United Kingdom - 2019
For breakthrough advances in computer game-playing
The goal of designing algorithms that can win challenging games against human opponents has defined multiple grand challenges in AI. Algorithmic successes, such as playing checkers in the 1960s and chess in the 1990s, relied largely on brute-force search, coupled with heuristic evaluation functions. Other games, such as Go, proved far more difficult due to their larger branching factor. At the ACM Turing Centenary Celebration in 2012, in an informal straw poll, the majority of participants estimated a breakthrough in Go to be at least 20 years away. Yet, it took only four years for an algorithm called AlphaGo, developed by David Silver and colleagues, to defeat Go world champion Lee Sedol.
David Silver is a pioneer in the rising and important area of deep reinforcement learning. In developing AlphaGo, Silver built on research that he had initiated years earlier during his doctoral work at the University of Alberta. By deftly combining ideas from deep learning, reinforcement learning, traditional tree-search, and large-scale computing, he and his team at DeepMind produced a breakthrough result that astonished the scientific world. The winning system employs an architecture that couples a form of probabilistic search, called Monte Carlo tree search, with two deep neural networks to guide the search: a policy network that predicts the next move most likely to lead to a win, and a value network that limits the depth of search by learning to evaluate positions reached.
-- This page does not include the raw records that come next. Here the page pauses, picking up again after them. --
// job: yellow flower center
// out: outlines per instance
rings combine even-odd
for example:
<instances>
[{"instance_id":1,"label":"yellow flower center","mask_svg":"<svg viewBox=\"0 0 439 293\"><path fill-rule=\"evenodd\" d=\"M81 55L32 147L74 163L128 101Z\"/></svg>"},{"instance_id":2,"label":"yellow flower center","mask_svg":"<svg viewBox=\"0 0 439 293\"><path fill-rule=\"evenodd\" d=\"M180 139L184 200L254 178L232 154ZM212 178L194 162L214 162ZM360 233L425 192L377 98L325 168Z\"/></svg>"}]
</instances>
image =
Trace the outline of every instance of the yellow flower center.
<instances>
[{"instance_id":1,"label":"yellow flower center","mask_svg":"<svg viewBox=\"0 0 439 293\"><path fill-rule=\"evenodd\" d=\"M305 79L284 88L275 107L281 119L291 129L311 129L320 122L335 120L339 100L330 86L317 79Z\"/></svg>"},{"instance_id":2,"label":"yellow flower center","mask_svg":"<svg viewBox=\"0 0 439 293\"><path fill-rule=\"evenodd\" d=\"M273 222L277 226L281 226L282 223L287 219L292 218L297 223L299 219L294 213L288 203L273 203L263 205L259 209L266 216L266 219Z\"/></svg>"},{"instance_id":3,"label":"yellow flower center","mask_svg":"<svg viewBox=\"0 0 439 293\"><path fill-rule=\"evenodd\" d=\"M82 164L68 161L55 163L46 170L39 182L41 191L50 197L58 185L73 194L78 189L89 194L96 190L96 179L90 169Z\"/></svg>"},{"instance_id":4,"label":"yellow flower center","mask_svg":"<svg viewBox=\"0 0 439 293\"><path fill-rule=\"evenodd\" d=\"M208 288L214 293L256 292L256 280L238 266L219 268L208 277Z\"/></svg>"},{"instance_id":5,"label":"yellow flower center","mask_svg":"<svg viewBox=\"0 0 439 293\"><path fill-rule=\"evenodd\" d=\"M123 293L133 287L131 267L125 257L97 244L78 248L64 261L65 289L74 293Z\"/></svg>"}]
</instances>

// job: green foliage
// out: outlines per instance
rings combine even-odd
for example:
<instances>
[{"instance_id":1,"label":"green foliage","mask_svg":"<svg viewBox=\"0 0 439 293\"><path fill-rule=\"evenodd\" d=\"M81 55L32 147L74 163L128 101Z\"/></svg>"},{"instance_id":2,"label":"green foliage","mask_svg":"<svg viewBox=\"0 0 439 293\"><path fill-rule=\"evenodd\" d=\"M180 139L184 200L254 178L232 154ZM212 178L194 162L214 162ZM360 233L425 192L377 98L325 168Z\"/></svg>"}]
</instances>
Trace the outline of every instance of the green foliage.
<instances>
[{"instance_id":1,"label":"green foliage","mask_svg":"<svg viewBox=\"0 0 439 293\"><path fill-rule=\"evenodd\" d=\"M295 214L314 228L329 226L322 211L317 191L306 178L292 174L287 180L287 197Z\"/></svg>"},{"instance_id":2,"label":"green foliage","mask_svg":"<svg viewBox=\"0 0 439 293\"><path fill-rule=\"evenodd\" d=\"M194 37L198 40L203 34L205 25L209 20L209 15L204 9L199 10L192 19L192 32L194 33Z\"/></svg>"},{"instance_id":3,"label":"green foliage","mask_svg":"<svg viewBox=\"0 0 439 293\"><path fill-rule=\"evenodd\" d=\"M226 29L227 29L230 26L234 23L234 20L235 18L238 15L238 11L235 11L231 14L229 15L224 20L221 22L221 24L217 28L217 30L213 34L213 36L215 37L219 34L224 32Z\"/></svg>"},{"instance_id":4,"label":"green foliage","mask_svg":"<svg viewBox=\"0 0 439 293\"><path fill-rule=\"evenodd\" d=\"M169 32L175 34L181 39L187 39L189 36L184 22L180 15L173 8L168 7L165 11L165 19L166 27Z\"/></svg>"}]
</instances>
AlphaGo was initialized by training on expert human games followed by reinforcement learning to improve its performance. Subsequently, Silver sought even more principled methods for achieving greater performance and generality. He developed the Alpha Zero algorithm that learned entirely by playing games against itself, starting without any human data or prior knowledge except the game rules. AlphaZero achieved superhuman performance in the games of Chess, Shogi, and Go, demonstrating unprecedented generality of the game-playing methods. In Chess, Alpha Zero categorically defeated the world computer chess champion Stockfish, a high-performance program based on decades of specialized knowledge, handcrafted by grandmasters and chess programming experts. Silver next led DeepMind's project to play the game Starcraft II, a radically different but also stunningly hard challenge for learning systems because of the mix of temporal and spatial scales and partial observability. Once again, David Silver had humans on the ropes by solving critically hard problems of learning and decision-making that few others have dared to attempt.